The changing face of manned spacecraft


Image: 11976_16127_ACT.jpg
This image was taken during a series of wind tunnel tests for Blue Origin's Space Vehicle at Lockheed Martin's High Speed Wind Tunnel Facility in Dallas. The vehicle's biconic shape is designed to provide more cross-range and interior volume than a traditional capsule and weigh less than a winged vehicle.
NASA has signed contracts for commercial companies to design, build, and test commercial spacecraft that will be safe and certifiable for carrying NASA astronauts into space. Through these contracts there is constant feedback on how the competing designs are likely to meet the NASA requirements.
Apart from Lockheed Martin's Orion program, selected space transport projects include SpaceX's Dragon, Boeing's CST-100, and Sierra Nevada's Dream Chaser. The latter is the only spaceplane proposal within this NASA initiative, the others being space capsules. NASA has awarded contracts worth $3.5 billion for at least 20 replenishment missions to the ISS.
The Dragon made history in 2012 as the first private spacecraft to visit and dock with the ISS. This vehicle is designed for crew transportation and can carry up to seven crew/passengers. More testing is required before humans will fly on a Dragon mission, but work is progressing on the plan to undertake the first manned orbital mission in 2015.
The company’s other big program is the Falcon re-usable launcher family powered by the Merlin 1-D rocket. The Falcon 9 uses nine rockets. SpaceX is currently undergoing vertical takeoff/vertical landing tests in the form of one modified Falcon Stage 1 rocket, known as the Grasshopper, to evaluate and refine its performance. It is an essential part of an ambitious scheme to make the whole Falcon launch vehicle recoverable. Beyond the standard Falcon 9 will be an even larger Falcon Heavy rocket that is claimed to offer twice the launch capacity (in weight) of any existing launcher.

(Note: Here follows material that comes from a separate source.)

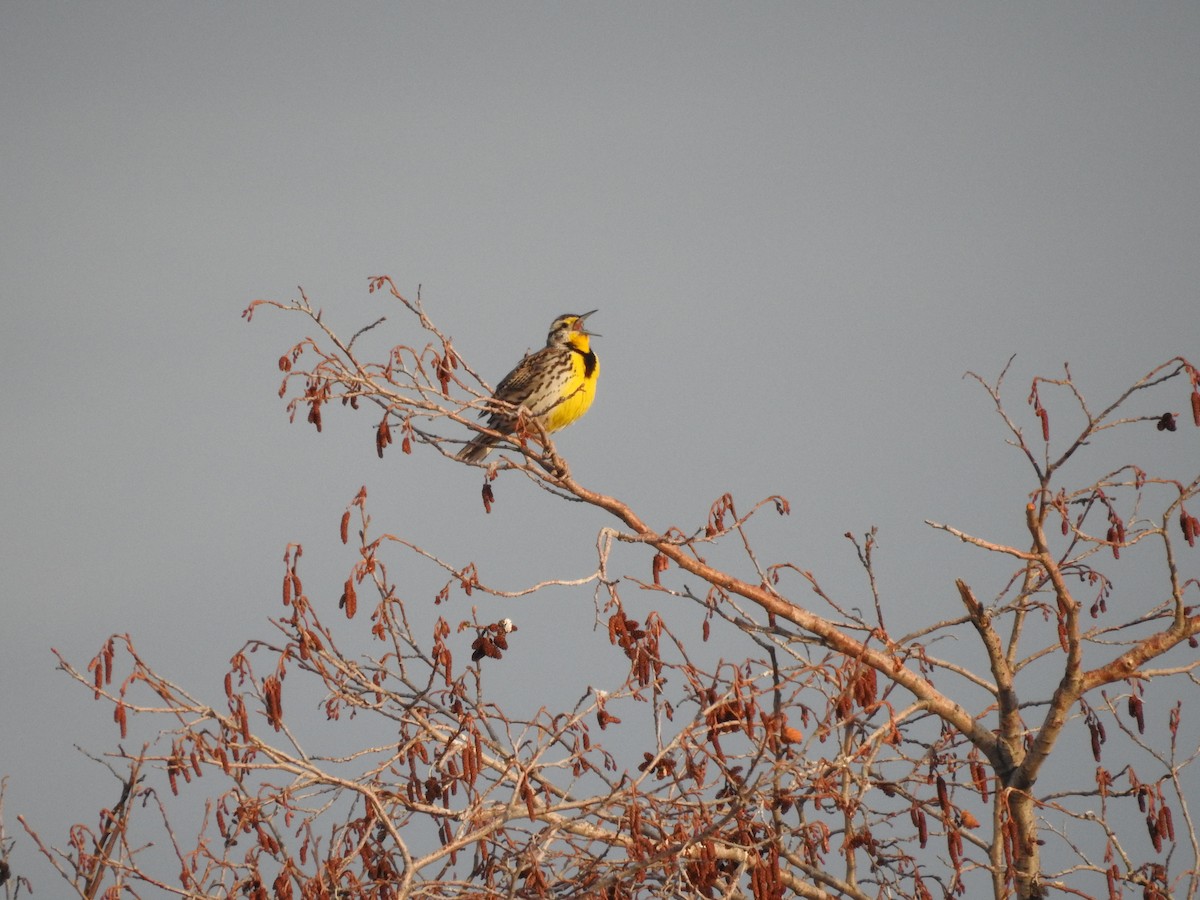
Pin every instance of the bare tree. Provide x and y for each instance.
(820, 755)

Elon Musk, CEO and Chief Designer at SpaceX, said that the intention was to recover the entire rocket and be able to re-launch the whole vehicle quickly. This has long been a dream for space planners, but so far the successful recovery and re-use of the whole space vehicle, and all its launchers, has been elusive. Maybe this aim is now getting closer. If so, the overall cost of commercial as well as exploratory science-based space missions could be seriously reduced.

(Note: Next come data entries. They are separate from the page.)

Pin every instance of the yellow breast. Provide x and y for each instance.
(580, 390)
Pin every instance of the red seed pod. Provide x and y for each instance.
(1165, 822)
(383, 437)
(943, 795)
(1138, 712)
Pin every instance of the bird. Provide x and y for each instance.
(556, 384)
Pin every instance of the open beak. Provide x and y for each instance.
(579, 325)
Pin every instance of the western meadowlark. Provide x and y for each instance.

Like the Dragon, Boeing’s CST-100 crew space transportation capsule is re-usable and can carry up to seven crew. It is intended to have a life of at least 10 missions and use a combination of parachutes and air bags to return to Earth. The first test is due in 2015. Detailed capsule design is currently being evaluated, with attention to the displays and controls, carried out at the company’s Houston Product Support Center.
Sierra Nevada’s Dream Chaser is the only winged spaceplane in NASA’s current evaluation program. At the end of last year, landing gear tests were carried out on the engineering flight-test vehicle. Launch will be on top of a booster rocket, but after the mission, recovery will be on a runway. Engine tests continue, including work on the reaction control propulsion system that will steer the vehicle in space and make small adjustments in directional thrust when docking with the ISS or other future stations.
Blue Origin offers another capsule space vehicle designed to carry up to four astronauts. A successful pad escape test was achieved in October 2012 at the company’s West Texas launch site and the vehicle flew up to 2307 ft under active thrust vector control before making a parachute descent to a soft landing. As a part of the re-usable booster configuration tests, a rocket chamber engine thrust firing also took place last October. The 100,000-lb thrust BE-3 engine is a liquid oxygen design.